Il giorno 19 di agosto 2014 un gruppo di villeggianti di Pace sono andati a visitare il sito archeologico di Nersae, guidati da Don Sante di Pescorocchiano al quale va il ringraziamento di tutti.

Le foto sottostanti rappresentano in modo molto chiaro lo stato di abbandono del sito.

La natura che lo circonda e lo ricopre ne attenua il degrado.

Le campagne di scavo effettuate negli anni passati hanno fatto comprendere quale grandissimo patrimonio culturale possa venire alla luce. Ci auguriamo che si possano reperire i fondi pubblici necessari.

La storia degli Equicoli costituisce un'eredità che appartiene non solo ad una comunità locale ma all'intera umanità e la storia di Nersae è la storia di tutti. 
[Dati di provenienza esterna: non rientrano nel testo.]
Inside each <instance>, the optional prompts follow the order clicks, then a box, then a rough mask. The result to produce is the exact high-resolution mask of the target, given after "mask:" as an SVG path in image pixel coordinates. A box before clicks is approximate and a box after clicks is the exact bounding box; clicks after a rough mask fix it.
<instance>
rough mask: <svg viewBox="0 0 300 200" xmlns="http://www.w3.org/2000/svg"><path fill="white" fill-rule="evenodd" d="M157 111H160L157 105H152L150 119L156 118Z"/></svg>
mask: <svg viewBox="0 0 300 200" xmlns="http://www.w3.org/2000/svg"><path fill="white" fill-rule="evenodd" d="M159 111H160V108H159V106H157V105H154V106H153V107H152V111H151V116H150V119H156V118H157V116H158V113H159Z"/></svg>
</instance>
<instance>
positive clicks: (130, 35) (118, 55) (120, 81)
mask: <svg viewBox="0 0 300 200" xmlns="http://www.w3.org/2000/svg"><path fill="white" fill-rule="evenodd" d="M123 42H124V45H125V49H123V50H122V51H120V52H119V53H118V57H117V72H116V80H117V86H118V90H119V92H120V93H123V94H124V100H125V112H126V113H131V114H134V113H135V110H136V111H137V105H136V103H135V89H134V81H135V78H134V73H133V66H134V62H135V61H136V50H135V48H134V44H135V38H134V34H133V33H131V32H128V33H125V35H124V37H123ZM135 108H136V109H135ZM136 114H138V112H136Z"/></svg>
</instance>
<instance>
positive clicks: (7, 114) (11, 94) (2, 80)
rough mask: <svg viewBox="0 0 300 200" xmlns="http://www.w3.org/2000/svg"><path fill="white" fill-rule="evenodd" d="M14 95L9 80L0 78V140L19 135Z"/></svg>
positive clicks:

Una delle più celebri menzioni di Nersae si trova nei versi dell'Eneide

Et te montosae misere in proelia Nersae

Ufens, insignem fama et felicibus armis;

horrida precipue cui gens adsuetaque multo

venatu nemorem, duris Aequicula glaebis:

armati terram exercent semperque recentis

convectare iuvat praedas et vivere rapto (1),

dove Virgilio, poeta mantovano, fa una sintetica e colorita descrizione degli Equicoli o Equi, presentandoli come un popolo di rozzi e feroci montanari, un po' cacciatori e un po' predatori. 

Delle foto fa parte anche un antico mulino ad acqua di epoca più recente.